Dessin: André Paul Perret

 

Face à l’obscène
Tant qu’à faire, revenons sur un point essentiel: comment, pourquoi apprécier l’art actuel? Récemment, je vous présentais un roman assez bien fagoté de Marc-Michel Amadry (1), Monsieur K, dont le protagoniste est fou de peinture moderne et contemporaine (2). Or cet homme n’aime que ceux qu’on considère généralement comme les meilleurs, Andy Warhol, Pierre Soulages, Jean-Michel Basquiat, etc., de très bons peintres, j’en conviens, un peu malgré moi; et puis, lorsqu’il s’intéresse aux jeunes, c’est Damien Hirst, le plus coté des plasticiens actuels… Que des célébrités donc, génératrices d’événements et d’argent! Mais, pour cet homme élevé par ses parents dans l’amour des plus fameux impressionnistes, il n’existe aucun jardin secret, aucun artiste inconnu ou méconnu, aucun franc-tireur qui échapperait au marché mondialisé de l’art, où l’on n’accorde sa préférence – et on investit une part de sa fortune – qu’à un nombre limité de happy few (3).

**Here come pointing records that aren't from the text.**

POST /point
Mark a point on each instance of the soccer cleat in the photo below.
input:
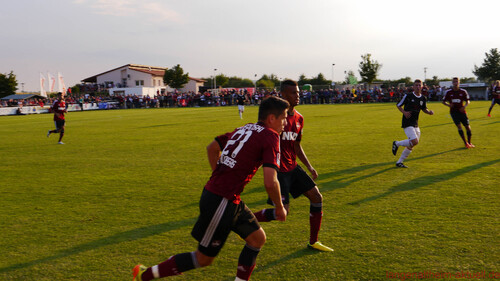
(394, 148)
(138, 271)
(401, 165)
(320, 247)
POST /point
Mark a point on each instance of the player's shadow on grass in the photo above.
(424, 181)
(347, 178)
(127, 236)
(295, 255)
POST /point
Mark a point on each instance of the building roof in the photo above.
(22, 97)
(153, 70)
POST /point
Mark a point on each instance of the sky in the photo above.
(82, 38)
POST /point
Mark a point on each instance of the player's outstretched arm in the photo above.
(273, 190)
(213, 153)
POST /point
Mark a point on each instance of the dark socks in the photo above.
(246, 262)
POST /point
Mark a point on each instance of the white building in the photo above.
(140, 80)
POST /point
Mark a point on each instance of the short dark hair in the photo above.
(288, 82)
(272, 105)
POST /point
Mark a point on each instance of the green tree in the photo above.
(268, 81)
(490, 69)
(8, 84)
(368, 68)
(320, 80)
(175, 77)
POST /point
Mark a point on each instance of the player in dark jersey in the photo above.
(410, 105)
(495, 93)
(59, 109)
(221, 209)
(457, 99)
(293, 179)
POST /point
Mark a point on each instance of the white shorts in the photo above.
(412, 132)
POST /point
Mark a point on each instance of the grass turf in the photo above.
(125, 186)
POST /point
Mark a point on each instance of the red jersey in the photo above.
(244, 151)
(496, 92)
(59, 107)
(456, 99)
(291, 133)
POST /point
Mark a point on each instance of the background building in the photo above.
(140, 80)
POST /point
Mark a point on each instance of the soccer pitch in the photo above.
(124, 189)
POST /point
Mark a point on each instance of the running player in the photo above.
(293, 179)
(59, 109)
(221, 209)
(410, 105)
(457, 99)
(495, 96)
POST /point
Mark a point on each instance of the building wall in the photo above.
(150, 81)
(113, 76)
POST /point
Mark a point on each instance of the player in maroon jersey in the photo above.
(293, 179)
(59, 109)
(495, 96)
(221, 209)
(457, 100)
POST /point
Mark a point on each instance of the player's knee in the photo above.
(204, 260)
(287, 208)
(414, 142)
(257, 239)
(314, 195)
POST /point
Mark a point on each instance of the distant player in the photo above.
(240, 98)
(59, 109)
(457, 99)
(221, 209)
(293, 179)
(495, 96)
(410, 105)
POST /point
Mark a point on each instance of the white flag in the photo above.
(42, 86)
(62, 87)
(52, 82)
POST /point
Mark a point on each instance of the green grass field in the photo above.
(125, 187)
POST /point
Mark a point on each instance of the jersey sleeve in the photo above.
(271, 151)
(222, 140)
(402, 101)
(447, 96)
(299, 135)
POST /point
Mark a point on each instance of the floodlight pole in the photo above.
(215, 85)
(332, 74)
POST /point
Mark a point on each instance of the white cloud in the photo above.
(152, 11)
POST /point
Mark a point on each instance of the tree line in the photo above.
(369, 69)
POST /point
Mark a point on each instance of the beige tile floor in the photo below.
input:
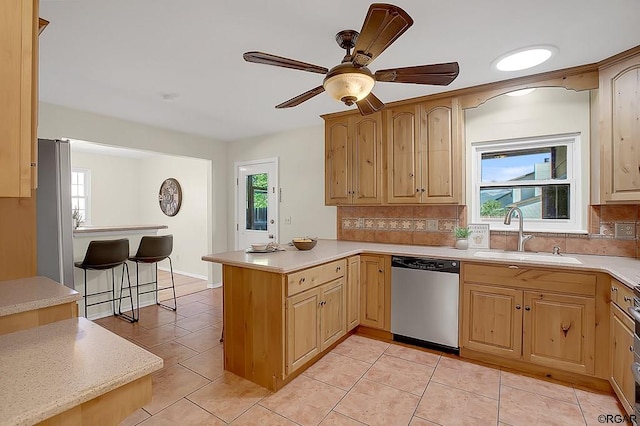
(360, 382)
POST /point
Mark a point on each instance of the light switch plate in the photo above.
(625, 230)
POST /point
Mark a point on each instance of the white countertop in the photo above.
(27, 294)
(625, 269)
(47, 370)
(120, 229)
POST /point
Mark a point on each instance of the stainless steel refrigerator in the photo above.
(54, 213)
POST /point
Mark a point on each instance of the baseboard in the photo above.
(188, 274)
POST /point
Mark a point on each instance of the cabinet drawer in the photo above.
(309, 278)
(568, 282)
(621, 295)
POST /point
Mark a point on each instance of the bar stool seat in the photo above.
(102, 256)
(154, 249)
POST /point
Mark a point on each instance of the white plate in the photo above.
(267, 250)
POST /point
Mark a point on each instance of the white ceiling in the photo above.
(119, 57)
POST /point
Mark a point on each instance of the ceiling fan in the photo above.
(351, 81)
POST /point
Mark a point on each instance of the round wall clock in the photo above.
(170, 197)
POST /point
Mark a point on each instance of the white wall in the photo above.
(301, 161)
(544, 112)
(189, 238)
(114, 188)
(60, 122)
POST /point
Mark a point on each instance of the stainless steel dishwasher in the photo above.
(424, 302)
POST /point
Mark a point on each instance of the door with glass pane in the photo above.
(257, 202)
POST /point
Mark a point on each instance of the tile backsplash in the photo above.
(613, 230)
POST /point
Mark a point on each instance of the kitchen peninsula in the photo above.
(275, 303)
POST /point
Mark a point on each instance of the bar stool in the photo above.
(101, 256)
(153, 249)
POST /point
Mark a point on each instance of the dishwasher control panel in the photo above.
(426, 264)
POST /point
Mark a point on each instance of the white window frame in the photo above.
(573, 144)
(87, 197)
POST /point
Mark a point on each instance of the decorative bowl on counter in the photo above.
(304, 243)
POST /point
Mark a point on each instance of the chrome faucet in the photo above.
(521, 237)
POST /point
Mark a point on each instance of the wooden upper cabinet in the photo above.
(353, 160)
(424, 160)
(620, 130)
(403, 155)
(18, 91)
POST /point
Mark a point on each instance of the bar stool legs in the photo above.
(134, 309)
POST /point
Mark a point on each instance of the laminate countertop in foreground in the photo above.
(28, 294)
(627, 270)
(47, 370)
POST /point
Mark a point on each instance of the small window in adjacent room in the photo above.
(80, 192)
(537, 175)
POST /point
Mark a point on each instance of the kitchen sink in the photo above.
(528, 257)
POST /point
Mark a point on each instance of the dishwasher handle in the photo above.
(426, 264)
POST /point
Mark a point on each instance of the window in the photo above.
(257, 201)
(537, 175)
(80, 185)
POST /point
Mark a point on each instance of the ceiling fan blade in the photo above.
(437, 74)
(382, 26)
(370, 104)
(279, 61)
(301, 98)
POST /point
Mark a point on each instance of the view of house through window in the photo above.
(80, 184)
(536, 176)
(257, 202)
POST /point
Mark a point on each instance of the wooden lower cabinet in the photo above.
(315, 320)
(353, 292)
(559, 331)
(303, 328)
(492, 320)
(548, 328)
(375, 291)
(621, 378)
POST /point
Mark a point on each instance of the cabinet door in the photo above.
(375, 292)
(620, 130)
(18, 50)
(437, 137)
(403, 173)
(353, 292)
(559, 331)
(622, 357)
(366, 158)
(303, 328)
(332, 310)
(492, 320)
(337, 178)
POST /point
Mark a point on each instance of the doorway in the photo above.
(257, 191)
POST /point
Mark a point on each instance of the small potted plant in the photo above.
(462, 237)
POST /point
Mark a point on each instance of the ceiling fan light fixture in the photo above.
(348, 84)
(523, 59)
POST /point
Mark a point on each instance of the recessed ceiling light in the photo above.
(520, 92)
(525, 58)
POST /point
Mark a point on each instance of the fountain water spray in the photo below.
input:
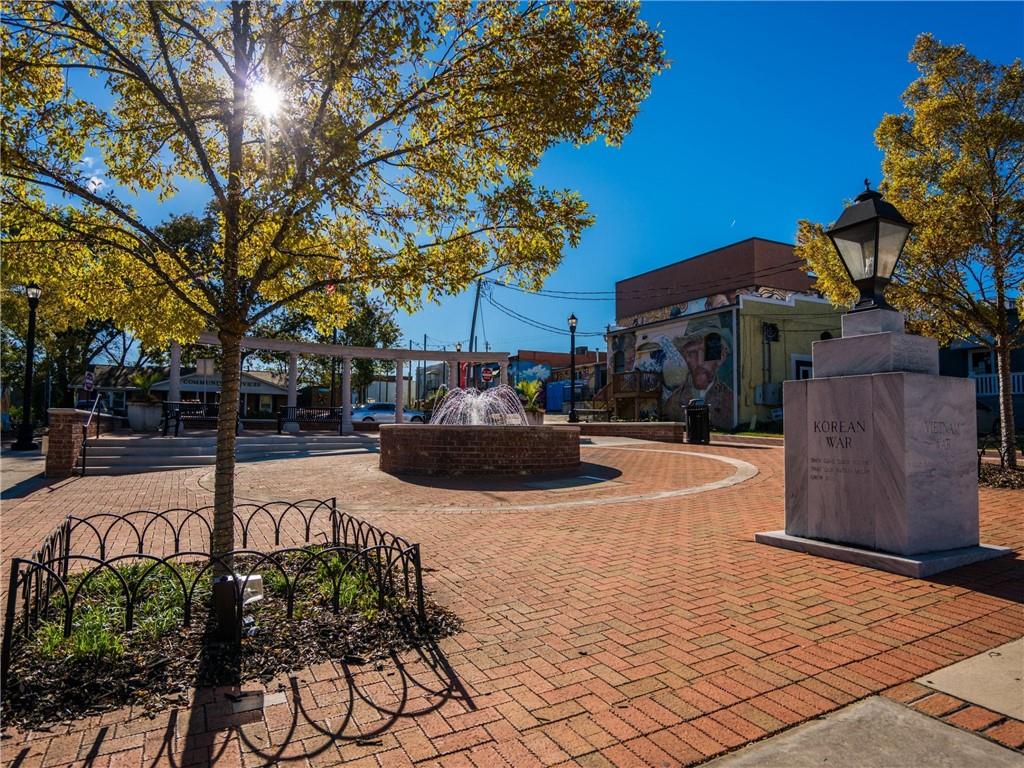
(495, 407)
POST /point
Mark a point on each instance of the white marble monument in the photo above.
(881, 462)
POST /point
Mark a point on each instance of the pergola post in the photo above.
(174, 383)
(291, 418)
(399, 395)
(346, 395)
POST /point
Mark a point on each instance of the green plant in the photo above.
(97, 624)
(530, 391)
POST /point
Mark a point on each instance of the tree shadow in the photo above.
(1001, 578)
(586, 474)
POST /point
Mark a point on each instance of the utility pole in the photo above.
(334, 366)
(472, 324)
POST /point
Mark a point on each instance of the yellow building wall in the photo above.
(799, 326)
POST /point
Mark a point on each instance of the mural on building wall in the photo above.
(694, 357)
(529, 371)
(714, 301)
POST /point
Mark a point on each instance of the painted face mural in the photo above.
(695, 360)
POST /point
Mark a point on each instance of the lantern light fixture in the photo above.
(869, 238)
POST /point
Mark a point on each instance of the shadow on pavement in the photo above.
(1003, 578)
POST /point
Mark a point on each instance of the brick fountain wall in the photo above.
(450, 450)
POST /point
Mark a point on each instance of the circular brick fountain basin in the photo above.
(478, 450)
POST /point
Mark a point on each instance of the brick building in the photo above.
(727, 327)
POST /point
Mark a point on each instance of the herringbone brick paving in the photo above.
(648, 632)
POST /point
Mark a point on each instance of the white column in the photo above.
(174, 386)
(292, 425)
(293, 380)
(399, 395)
(346, 395)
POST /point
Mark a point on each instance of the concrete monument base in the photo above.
(916, 566)
(881, 462)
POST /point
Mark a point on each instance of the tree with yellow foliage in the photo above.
(380, 145)
(954, 166)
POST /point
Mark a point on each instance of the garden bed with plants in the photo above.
(138, 630)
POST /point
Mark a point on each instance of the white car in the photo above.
(383, 413)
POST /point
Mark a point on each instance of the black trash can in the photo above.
(697, 422)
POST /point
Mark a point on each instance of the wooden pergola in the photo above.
(347, 354)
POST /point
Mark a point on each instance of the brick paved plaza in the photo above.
(632, 622)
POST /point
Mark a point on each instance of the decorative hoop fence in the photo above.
(82, 548)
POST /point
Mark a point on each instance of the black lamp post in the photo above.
(573, 418)
(869, 238)
(25, 431)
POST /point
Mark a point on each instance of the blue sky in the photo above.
(766, 116)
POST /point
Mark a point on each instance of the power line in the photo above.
(536, 324)
(653, 292)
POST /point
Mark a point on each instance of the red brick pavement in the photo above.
(649, 632)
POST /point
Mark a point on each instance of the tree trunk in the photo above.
(222, 538)
(1008, 433)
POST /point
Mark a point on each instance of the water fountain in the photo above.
(497, 407)
(479, 432)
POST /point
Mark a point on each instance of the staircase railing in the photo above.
(83, 451)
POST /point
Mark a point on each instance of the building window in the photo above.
(713, 347)
(981, 363)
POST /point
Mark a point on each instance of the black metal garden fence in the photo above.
(82, 548)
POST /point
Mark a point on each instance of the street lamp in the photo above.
(25, 430)
(869, 238)
(573, 418)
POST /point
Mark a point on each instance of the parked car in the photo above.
(383, 413)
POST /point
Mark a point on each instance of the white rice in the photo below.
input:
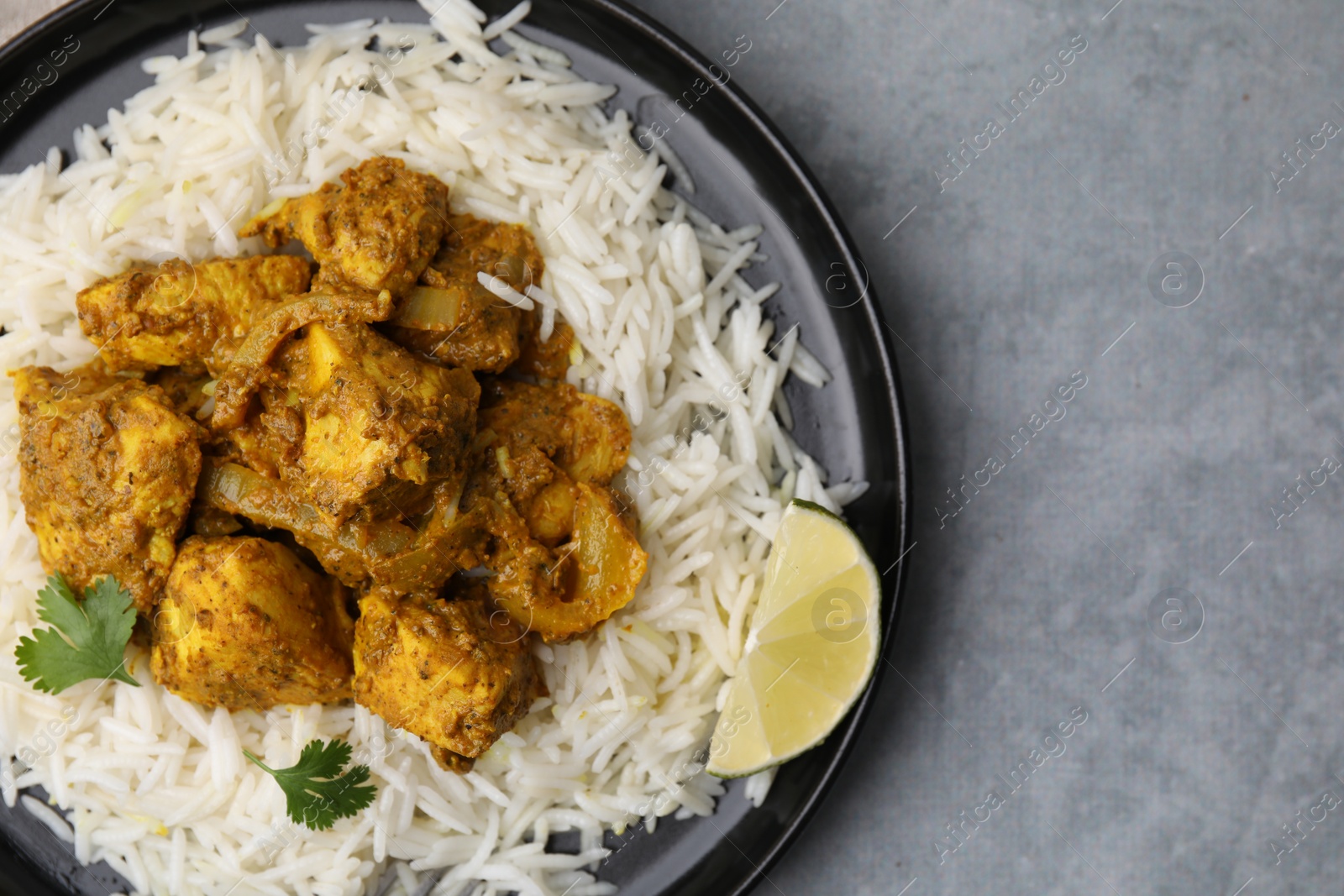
(156, 786)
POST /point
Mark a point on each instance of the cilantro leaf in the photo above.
(96, 633)
(318, 804)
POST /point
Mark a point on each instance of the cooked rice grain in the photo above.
(667, 328)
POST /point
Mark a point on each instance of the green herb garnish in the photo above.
(316, 792)
(96, 633)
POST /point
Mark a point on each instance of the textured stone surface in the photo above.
(1164, 468)
(1166, 465)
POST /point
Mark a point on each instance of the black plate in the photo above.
(743, 170)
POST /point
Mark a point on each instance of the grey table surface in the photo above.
(1140, 563)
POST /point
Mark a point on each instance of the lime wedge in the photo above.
(811, 649)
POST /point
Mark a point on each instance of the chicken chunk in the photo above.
(584, 436)
(245, 625)
(564, 557)
(568, 591)
(450, 316)
(457, 673)
(387, 553)
(108, 470)
(376, 231)
(186, 313)
(376, 427)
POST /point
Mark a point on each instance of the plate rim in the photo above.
(24, 45)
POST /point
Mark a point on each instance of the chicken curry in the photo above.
(356, 476)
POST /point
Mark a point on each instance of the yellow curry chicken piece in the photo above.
(194, 315)
(108, 470)
(450, 316)
(378, 230)
(349, 416)
(360, 423)
(456, 672)
(562, 553)
(245, 625)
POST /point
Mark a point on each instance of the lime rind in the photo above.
(768, 720)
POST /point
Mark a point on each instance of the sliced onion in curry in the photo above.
(429, 308)
(245, 372)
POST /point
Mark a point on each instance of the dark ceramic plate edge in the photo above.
(24, 53)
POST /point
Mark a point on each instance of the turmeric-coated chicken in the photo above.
(185, 313)
(450, 316)
(344, 446)
(562, 553)
(245, 625)
(378, 230)
(369, 427)
(108, 469)
(456, 672)
(414, 557)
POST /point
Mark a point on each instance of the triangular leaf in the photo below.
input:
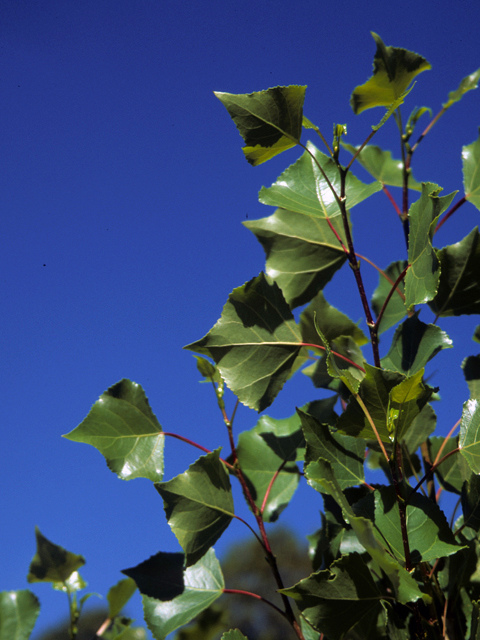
(122, 426)
(471, 171)
(421, 281)
(269, 121)
(393, 71)
(413, 345)
(52, 563)
(198, 505)
(203, 584)
(459, 285)
(255, 343)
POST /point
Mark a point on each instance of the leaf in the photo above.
(414, 344)
(255, 343)
(320, 475)
(122, 426)
(269, 121)
(345, 454)
(332, 322)
(459, 285)
(421, 281)
(198, 505)
(396, 309)
(119, 595)
(203, 584)
(471, 371)
(393, 71)
(429, 534)
(467, 84)
(18, 613)
(335, 600)
(471, 171)
(160, 577)
(469, 441)
(382, 166)
(52, 563)
(260, 463)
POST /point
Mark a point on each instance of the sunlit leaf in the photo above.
(18, 613)
(469, 441)
(335, 600)
(198, 505)
(459, 285)
(471, 171)
(393, 71)
(382, 166)
(467, 84)
(203, 584)
(269, 121)
(52, 563)
(122, 426)
(255, 343)
(413, 345)
(422, 278)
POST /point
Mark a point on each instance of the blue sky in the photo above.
(123, 188)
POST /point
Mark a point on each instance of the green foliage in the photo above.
(386, 563)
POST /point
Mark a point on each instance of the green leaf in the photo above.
(471, 371)
(203, 584)
(335, 600)
(413, 345)
(393, 71)
(259, 462)
(333, 323)
(198, 505)
(160, 577)
(469, 441)
(422, 278)
(382, 166)
(396, 309)
(18, 613)
(255, 343)
(471, 171)
(52, 563)
(467, 84)
(269, 121)
(429, 534)
(459, 285)
(345, 454)
(320, 475)
(119, 595)
(122, 426)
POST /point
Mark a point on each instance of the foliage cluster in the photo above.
(386, 563)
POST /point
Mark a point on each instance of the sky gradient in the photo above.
(123, 188)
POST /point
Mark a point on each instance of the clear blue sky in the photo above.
(123, 187)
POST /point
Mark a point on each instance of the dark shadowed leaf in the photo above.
(203, 584)
(467, 84)
(421, 281)
(335, 600)
(459, 285)
(413, 345)
(255, 343)
(469, 440)
(18, 613)
(122, 426)
(345, 454)
(393, 71)
(52, 563)
(269, 121)
(382, 166)
(198, 505)
(159, 577)
(396, 309)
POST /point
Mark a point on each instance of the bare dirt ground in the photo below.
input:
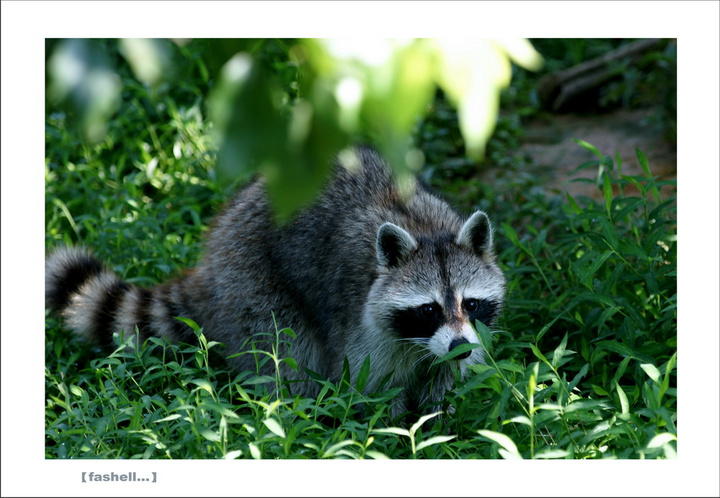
(549, 143)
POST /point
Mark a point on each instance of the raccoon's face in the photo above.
(430, 290)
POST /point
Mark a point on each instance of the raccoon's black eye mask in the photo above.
(424, 320)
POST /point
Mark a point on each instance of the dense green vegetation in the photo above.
(581, 365)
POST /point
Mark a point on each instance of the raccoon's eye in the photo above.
(428, 309)
(471, 305)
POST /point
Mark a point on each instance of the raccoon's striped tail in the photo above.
(95, 302)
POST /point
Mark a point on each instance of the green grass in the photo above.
(582, 365)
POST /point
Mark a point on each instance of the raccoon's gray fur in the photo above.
(363, 271)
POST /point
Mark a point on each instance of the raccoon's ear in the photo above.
(476, 234)
(393, 245)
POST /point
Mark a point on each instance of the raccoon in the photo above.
(363, 271)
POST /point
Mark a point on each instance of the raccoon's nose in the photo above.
(455, 343)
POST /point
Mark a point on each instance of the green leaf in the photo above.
(539, 354)
(624, 405)
(607, 192)
(210, 435)
(434, 440)
(586, 276)
(332, 450)
(363, 374)
(392, 430)
(559, 352)
(274, 427)
(552, 453)
(484, 335)
(505, 442)
(291, 363)
(652, 371)
(458, 350)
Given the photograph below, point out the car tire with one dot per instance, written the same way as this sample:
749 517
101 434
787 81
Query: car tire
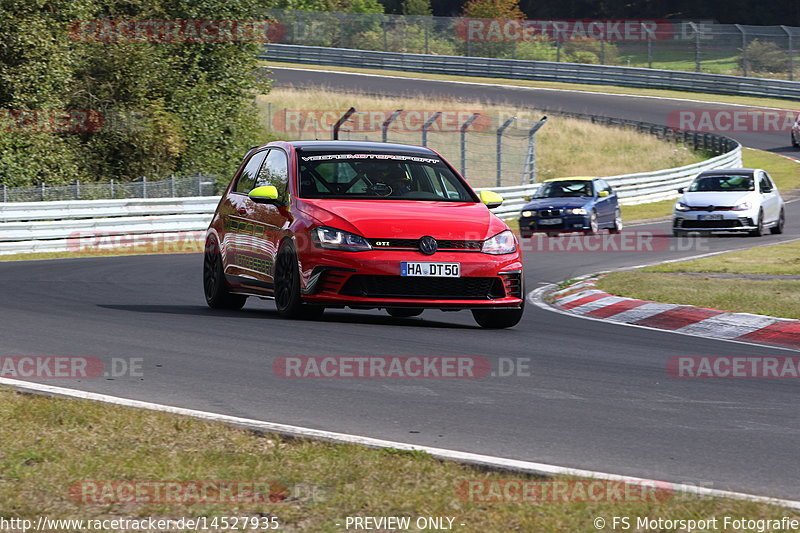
594 226
399 312
287 287
777 229
759 231
216 291
498 318
617 227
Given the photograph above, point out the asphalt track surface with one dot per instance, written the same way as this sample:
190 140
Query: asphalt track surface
599 397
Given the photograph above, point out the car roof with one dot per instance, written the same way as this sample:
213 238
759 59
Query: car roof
360 146
729 172
574 178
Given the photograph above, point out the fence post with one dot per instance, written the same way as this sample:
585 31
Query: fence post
745 60
530 159
425 26
344 118
791 53
464 127
696 46
500 131
387 123
428 124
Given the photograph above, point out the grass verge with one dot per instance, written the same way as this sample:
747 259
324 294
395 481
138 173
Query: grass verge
562 149
659 93
693 282
51 445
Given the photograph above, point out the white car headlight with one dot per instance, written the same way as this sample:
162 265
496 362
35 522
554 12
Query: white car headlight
502 243
336 239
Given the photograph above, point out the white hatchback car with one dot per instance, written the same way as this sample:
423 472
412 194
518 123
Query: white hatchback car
738 200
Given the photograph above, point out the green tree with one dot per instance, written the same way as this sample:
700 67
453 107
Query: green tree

Je plains les soi-disant amateurs d’art qui comme lui ne se fient qu’au succès, tout en concédant qu’il n’est pas facile de s’y retrouver. Suivre la mode? Du temps des Monet, Cézanne et Degas, les collectionneurs ignoraient les chefs-d’œuvre naissants de l’impressionnisme mais adulaient un Bouguereau ou un Gérôme, ces pompiers qui ont pratiquement disparu de notre univers...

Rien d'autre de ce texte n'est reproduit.